Monday, January 11, 2010

Hoots, Howls, and Hollers 01/11/2010

I have spent the last two weeks obsessing on the five birds shot right after Christmas. I want to preface my thoughts on this subject with a personal revelation. I grew up in a hunting family. I was given a 4-10 shotgun for my 14th birthday. (I couldn’t even hit a clay pigeon….lack of motivation I think.) So, please know that I am not talking about hunters. We were taught what could be legally and morally taken and hawks, owls, and songbirds weren’t included….and we knew it! I will also say that my family passed down to me my love of nature and wildlife.

So, with that out of the way, I will continue with my thought process. It all boiled down to trying to understand what a person feels like when they selfishly, stupidly shoot a bird from a roosting spot (no challenge) or lumbering through the air (not much of a challenge).

Here goes: I imagine (Let me emphasize imagine.) the pumped up feeling of having a mechanism that from a safe distance with the pull of a trigger has power enough to knock a can off of a rock or drive a hole into a target taped to a wall. Then that gets boring….adrenaline begins to surge, and I see the Harris Hawk sitting atop a pole scanning the horizon for dinner. Hmmmmmmm. I sight; I shoot; I succeed.

It isn’t possible to be successful and not get a close up view of the conquest. So, I walk over to the spot where it plummeted from the pole, and pick it up for a closer look. As I grasp it, I can feel the blood on my hand seeping from the exit wound, and I watch in horror the gasping of the beak and the pumping of the lungs in a futile last ditch effort to fill. I look closer, just in time to see the life blink out of its eyes. I experience the disappointment of the neck muscle as the life energy exits allowing the neck and head to flop loosely to one side. I am feeling pretty sick about now. The hawk was exquisite, perfection, now wasted. And, what of the babies possibly left unattended in a nest to starve? There is nothing about this scenario that feels right or nothing that will be forgettable. I am forever impacted, touched, changed in a pointless partnership with the death of the bird. But, gratefully, my imagination is erasable.

I am reminded of the man who years ago brought a bundle into our facility which when deposited on the examination table revealed a great horned owl that was dying from a gunshot wound. As it gasped its last breath, the man, unable to fight back the brimming tears, said sadly, “I would never have shot it if I had known how beautiful it was. “ He was too late to help this owl, but his statement and action was the impetus for our educational program.

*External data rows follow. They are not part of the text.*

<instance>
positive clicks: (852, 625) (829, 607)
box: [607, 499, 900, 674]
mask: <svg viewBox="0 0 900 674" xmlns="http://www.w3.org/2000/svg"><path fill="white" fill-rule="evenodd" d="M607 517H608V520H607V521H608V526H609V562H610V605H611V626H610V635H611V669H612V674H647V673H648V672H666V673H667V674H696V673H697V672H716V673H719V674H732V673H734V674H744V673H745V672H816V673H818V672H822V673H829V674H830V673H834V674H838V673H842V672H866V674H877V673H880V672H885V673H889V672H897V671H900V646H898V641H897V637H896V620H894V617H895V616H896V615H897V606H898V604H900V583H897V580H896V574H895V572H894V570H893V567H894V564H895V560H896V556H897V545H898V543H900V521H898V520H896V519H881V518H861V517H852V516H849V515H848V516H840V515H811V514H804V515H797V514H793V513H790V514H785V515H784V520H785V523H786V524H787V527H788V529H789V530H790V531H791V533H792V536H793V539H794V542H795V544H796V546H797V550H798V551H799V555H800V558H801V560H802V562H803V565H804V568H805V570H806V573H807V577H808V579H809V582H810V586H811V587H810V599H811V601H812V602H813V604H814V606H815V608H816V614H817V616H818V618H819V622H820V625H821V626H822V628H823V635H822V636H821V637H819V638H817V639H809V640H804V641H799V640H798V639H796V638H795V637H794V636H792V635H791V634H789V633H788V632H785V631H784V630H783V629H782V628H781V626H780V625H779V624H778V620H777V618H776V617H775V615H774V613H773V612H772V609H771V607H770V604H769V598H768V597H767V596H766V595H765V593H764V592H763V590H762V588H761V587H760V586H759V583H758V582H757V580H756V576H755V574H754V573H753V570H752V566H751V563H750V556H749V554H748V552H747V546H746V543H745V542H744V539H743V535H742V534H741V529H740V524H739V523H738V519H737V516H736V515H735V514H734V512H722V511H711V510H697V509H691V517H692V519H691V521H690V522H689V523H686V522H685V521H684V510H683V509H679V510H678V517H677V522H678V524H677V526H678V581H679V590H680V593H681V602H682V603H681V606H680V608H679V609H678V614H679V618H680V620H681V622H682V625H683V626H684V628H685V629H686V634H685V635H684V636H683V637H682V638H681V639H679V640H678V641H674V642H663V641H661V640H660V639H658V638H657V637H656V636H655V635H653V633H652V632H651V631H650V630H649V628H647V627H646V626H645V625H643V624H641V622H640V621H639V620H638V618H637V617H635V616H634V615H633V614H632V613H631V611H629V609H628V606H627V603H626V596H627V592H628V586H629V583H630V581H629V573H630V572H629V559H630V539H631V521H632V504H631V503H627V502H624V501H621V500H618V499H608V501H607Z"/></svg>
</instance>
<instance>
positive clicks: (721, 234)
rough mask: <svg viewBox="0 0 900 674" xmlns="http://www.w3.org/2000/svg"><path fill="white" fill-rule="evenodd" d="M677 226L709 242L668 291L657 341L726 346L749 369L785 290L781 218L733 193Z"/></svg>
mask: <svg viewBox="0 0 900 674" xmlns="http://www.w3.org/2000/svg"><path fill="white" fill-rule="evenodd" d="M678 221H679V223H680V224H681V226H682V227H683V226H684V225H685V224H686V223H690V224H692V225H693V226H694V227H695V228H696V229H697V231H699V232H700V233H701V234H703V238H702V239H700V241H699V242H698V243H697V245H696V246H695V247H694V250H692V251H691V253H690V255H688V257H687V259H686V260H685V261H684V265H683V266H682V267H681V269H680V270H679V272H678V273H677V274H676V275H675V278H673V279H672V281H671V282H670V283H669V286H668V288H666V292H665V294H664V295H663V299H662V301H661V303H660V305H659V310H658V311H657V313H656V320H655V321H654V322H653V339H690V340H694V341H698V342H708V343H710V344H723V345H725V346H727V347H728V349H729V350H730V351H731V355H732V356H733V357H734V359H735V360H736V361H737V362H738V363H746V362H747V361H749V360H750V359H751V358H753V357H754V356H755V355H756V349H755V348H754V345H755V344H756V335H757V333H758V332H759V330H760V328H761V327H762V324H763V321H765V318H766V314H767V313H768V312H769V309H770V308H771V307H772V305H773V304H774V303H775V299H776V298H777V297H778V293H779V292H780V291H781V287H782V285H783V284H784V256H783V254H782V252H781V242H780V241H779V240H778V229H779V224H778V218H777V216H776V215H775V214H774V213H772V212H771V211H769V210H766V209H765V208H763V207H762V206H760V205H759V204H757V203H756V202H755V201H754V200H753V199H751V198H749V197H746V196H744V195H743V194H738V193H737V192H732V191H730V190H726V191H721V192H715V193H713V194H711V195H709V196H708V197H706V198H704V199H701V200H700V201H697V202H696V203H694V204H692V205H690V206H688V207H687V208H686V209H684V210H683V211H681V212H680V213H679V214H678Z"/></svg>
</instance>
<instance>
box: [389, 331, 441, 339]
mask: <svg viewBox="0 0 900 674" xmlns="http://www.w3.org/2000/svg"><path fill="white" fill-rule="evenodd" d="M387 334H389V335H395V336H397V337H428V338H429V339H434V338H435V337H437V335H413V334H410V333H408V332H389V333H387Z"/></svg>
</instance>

The shooters of the five birds mentioned earlier were more than likely uneducated. They weren’t aware of legalities, they weren’t familiar with the benefits, and they were certainly not tuned into the beauty of these animals. Folks, if you are participating in this “weapon giving rite of passage” please instill ethics, morality and compassion with your gift.


Anonymous said...

Megan,I wholeheartedly agree with your sentiment. It is incredibly sad when these innocent birds come to Liberty for help. I wish the shooters who caused the birds pain could be perched on the other side of the examination table, watching the trauma they caused. I will continue to do my best to educate the public about being responsible gun owners and respecting wildlife. Sincerely, Judy D. (Saturday Hand Feed & Ed Team)

zopeloti said...

I had a hard time reading this one. It is so very sad. Judy's idea of having some of them watch from the other side of the examining table is good. As for me, I would rather lock most of them in with Hogan for a while. Of course, woulof first have to bound the idiots hands and feet to render them helpless and vurnable.